A scientist who has spent more than 15 years developing innovative, sustainable, wearable technologies and smart materials, Dr. Amanda Parkes has worked with leading fashion companies and boundary-pushing startups. For nearly four years, Parkes has held the role of chief innovation officer at material science company and sustainable lifestyle product collective Pangaia. She also leads innovation at Future Tech Lab, an investment firm focused on the development of biofabrications and disruptive fashion technology.
Under Parkes’ direction, Pangaia launched its first denim collection last fall in partnership with veteran designer Jonathan Cheung, who also advises Unspun, a Bay Area denim innovator looking to bring made-to-order, 3D-woven jeans to the masses. The line was developed using a first-of-its-kind fabrication—a 13-ounce, 92 percent organic cotton and 18 percent Himalayan nettle blend woven on Candiani Denim’s shuttle loom. The durable nettle fiber, commonly used for products like rugs, is regenerative and less water-intensive than other crops. Since then, Pangaia has launched additional denim products that tap into consumers’ interest in hemp-blended workwear and custom-fitting jeans.
“We are working towards other new innovations in our denim portfolio to bring an entirely new material library into commercial reality,” Parkes said.
What denim buzzword do you think is overused? And what would you replace it with?
Acid wash. Not sure if it’s overused but I hated the effect when it was first popular in the ’80s and now the name literally screams “toxic process” to me. Let’s get rid of it.
What do you wish more consumers knew about the jeans they buy?
What an incredible technology denim is, masquerading in something as simple as a pair of jeans. Also, that there can be a lot of hidden and toxic parts of producing denim products—from adding petrochemical based spandex to polluting chemical treatments and washes. Look for the brands that offer transparency around ethical practices for people and planet.
If you had one request for denim brands, what would that be?
Think beyond conventional cotton. As a material science brand, we are looking to find alternatives to resource-intensive materials such as conventionally grown cotton, as well as looking at new manufacturing technologies. The way we look at denim innovation is holistic: from farming, design, to production. We make our denim with wild Himalayan nettle, which is grown without cultivation or pesticides.

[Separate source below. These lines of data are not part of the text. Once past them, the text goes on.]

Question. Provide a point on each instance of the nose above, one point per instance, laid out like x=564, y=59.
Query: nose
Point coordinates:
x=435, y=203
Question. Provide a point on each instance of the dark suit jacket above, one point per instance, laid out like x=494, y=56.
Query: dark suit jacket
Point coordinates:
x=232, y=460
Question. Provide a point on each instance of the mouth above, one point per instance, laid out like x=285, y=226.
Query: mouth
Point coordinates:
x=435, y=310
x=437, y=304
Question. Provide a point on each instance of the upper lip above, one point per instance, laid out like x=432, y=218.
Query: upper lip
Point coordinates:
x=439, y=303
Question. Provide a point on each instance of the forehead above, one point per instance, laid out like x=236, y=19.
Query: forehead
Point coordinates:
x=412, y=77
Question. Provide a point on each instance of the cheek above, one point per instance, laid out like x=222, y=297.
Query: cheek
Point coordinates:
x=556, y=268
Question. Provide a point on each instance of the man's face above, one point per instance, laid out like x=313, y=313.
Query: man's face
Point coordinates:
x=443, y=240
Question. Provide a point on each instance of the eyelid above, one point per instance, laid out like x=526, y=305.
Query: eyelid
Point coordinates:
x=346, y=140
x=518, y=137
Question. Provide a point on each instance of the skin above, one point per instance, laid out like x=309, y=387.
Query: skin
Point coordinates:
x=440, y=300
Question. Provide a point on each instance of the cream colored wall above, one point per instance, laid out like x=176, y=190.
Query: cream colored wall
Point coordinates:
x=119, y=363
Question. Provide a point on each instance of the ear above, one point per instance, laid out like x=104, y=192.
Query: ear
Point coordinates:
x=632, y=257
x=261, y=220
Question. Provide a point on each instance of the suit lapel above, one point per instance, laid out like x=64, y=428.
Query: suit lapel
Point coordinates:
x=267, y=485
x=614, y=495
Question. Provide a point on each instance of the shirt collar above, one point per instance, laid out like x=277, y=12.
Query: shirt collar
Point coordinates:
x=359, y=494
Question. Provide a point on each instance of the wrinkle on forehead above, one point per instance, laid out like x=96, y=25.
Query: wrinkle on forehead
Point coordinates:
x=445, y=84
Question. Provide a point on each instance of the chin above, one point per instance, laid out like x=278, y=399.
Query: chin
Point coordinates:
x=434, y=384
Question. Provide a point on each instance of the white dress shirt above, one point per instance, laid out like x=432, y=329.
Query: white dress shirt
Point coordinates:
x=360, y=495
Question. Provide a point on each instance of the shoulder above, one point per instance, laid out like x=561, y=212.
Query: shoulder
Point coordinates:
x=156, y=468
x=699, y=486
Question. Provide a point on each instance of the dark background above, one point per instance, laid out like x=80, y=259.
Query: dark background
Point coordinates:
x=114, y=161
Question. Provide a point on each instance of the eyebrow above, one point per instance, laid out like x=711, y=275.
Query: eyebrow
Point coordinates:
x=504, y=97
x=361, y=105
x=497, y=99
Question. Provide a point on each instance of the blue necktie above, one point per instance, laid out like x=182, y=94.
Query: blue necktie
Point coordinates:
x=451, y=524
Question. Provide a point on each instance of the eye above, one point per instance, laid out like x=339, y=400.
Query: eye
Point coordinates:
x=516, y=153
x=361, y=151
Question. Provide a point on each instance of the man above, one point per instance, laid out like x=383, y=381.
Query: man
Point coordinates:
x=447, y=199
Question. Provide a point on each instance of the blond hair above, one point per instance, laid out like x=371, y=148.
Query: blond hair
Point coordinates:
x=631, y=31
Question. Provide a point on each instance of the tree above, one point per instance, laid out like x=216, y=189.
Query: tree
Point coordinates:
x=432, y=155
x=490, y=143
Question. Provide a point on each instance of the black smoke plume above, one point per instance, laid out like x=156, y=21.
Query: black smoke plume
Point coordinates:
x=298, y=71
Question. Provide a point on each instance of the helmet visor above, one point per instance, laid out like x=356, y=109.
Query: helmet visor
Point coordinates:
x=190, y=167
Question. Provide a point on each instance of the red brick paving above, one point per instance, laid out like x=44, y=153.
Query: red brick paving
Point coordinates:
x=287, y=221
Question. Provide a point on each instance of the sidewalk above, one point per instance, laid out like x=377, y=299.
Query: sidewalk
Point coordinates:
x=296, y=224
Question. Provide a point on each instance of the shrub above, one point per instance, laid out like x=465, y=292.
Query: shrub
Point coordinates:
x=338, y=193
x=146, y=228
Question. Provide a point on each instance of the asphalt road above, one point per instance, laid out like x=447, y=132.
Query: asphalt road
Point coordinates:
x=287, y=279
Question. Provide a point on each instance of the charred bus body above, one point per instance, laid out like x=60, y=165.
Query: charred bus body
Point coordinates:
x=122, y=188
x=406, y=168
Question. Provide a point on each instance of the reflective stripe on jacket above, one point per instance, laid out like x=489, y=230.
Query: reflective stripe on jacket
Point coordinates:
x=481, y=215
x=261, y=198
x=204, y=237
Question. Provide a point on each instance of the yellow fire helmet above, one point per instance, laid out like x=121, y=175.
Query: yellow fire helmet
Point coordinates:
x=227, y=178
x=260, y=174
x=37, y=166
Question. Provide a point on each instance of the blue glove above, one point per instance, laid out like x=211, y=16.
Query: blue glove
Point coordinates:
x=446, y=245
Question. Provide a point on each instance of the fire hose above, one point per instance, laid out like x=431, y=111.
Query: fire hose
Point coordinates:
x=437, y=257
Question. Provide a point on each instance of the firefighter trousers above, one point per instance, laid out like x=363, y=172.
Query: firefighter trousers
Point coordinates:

What can other apparel categories learn from the denim industry?
Denim often gets better with age and wear, and jeans are a truly democratic and inclusive piece of clothing. As we look to build a more sustainable fashion industry, we can learn from how denim has transcended its function should take the lessons learned from denim—make things durable and made from bio-based materials that last.
What was your most recent denim purchase?
Besides our new Pangaia nettle denim (I got the jacket when we launched), I’m a big fan of Mother Denim, the only brand I’ve bought for many years now. Their denim is amazingly soft and comfortable, and the cuts are brilliant, they seem to flatter in every size. My last purchase was summer 2021—the Insider Crop Step Fray in Lagoon, a beautiful turquoise ankle crop that’s perfect for spring and summer.
What is your first denim memory?
As a kid in L.A., I have fond memories of Dittos, Jordache and Guess until high school when we discovered vintage and then scoured all the thrift stores for the best vintage Levi’s. I still have some of those pairs, and they are probably worth more now than when I bought them.